Pick = 166.14*40-yard dash +80.75*cone drill -1202.97
With p-values of 0.041, 0.018, and 0.006, 40-yard dash and 3-cone drill times are significant predictors of draft pick. Since no metric indicating speed showed up in the model for free safety CAV, perhaps things that the combine cant measure, such as instincts, awareness, and tackling ability, should get the emphasis that these speed and agility metrics previously received.

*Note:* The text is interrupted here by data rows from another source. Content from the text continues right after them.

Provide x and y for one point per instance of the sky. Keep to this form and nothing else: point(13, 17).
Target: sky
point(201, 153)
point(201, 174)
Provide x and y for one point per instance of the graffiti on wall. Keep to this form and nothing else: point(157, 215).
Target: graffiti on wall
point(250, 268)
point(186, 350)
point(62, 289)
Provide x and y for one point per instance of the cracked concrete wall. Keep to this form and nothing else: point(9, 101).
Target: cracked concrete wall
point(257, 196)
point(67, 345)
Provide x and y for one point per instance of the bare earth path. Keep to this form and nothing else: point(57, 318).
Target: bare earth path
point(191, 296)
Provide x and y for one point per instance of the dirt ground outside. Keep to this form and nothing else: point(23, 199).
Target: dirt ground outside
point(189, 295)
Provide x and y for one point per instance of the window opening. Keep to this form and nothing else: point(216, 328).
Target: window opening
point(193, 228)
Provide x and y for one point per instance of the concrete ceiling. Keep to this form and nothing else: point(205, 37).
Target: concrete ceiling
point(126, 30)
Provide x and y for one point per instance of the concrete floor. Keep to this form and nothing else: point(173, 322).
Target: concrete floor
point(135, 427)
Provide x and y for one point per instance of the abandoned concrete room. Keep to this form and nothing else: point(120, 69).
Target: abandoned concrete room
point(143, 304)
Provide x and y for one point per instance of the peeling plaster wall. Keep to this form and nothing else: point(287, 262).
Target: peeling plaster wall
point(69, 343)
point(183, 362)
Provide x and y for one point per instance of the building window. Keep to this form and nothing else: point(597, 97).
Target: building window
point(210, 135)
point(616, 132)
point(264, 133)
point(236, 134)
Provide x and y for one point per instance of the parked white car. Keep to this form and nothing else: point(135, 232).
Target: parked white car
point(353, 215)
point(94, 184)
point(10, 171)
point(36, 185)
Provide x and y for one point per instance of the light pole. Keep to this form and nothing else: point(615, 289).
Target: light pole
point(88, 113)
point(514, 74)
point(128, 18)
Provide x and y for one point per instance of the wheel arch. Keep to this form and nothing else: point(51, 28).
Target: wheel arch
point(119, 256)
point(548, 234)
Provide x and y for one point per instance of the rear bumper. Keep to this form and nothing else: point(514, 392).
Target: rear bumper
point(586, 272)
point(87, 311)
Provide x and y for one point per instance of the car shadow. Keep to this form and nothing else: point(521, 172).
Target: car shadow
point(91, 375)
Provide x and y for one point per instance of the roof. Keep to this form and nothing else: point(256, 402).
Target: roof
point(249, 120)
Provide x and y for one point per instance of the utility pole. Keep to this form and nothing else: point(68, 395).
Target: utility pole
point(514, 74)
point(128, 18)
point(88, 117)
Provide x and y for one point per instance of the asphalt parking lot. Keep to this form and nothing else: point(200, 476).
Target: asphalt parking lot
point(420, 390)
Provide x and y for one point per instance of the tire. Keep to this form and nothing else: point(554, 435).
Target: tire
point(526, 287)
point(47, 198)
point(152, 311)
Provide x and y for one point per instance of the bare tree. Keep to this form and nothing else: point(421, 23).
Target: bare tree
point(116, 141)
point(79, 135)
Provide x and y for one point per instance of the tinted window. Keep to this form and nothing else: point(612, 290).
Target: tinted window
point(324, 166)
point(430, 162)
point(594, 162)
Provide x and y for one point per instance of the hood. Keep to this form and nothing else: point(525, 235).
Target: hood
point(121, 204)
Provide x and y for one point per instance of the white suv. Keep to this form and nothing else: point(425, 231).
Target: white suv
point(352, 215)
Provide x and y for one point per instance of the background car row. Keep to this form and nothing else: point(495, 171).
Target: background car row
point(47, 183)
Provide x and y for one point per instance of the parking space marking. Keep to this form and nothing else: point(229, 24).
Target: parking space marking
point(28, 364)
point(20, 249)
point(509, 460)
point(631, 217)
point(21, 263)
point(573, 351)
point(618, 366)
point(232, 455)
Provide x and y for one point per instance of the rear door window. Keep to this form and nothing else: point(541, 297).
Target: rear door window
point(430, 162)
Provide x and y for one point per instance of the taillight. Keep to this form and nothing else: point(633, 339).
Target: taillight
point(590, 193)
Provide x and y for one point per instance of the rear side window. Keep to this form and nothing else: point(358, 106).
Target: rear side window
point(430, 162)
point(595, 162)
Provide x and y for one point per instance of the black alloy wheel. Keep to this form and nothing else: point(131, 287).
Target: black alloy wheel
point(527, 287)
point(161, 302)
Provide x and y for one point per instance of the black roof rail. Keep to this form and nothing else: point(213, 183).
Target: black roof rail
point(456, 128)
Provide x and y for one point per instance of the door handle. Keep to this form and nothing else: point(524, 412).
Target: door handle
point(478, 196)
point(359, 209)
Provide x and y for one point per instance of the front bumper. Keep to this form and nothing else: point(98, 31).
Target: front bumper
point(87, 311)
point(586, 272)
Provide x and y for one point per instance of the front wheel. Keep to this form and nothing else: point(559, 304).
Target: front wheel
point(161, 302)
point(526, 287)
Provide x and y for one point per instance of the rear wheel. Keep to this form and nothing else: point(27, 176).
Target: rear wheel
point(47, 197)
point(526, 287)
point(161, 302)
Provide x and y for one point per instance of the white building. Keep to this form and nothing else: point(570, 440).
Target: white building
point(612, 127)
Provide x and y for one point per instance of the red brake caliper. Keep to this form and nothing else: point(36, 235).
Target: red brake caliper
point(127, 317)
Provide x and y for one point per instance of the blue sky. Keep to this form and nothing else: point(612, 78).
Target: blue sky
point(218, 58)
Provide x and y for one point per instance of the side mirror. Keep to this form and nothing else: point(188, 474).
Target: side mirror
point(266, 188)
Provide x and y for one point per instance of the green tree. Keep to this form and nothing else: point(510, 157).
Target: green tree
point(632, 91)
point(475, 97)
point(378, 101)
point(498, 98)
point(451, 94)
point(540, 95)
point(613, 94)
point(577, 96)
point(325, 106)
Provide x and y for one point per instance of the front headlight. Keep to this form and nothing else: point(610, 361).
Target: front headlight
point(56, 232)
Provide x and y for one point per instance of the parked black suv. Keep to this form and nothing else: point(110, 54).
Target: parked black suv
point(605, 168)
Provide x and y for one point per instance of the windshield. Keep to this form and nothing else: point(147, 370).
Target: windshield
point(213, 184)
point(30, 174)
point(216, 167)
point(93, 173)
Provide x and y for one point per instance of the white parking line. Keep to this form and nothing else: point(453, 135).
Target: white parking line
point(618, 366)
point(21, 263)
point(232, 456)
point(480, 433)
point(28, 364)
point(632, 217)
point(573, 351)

Strong Safety: In another odd model, strong safety draft pick was significantly predicted by 20-yard shuttle time with surprising strength (adjusted R^2 = 0.14, MSE = 66.16), instead of by weight and 40-yard dash time, like the CAV model suggests should happen.
Pick = 180.83*shuttle(seconds) -617.67
P-values of 0.003 and 0.013 make these terms significant. Whether they should be or not is a different question entirely. While NFL teams tend to look for quickness and agility in their strong safeties, they should focus more on speed. That said, the weak relationship between CAV and any combine events here suggest that there is probably no effective way to evaluate strong safeties.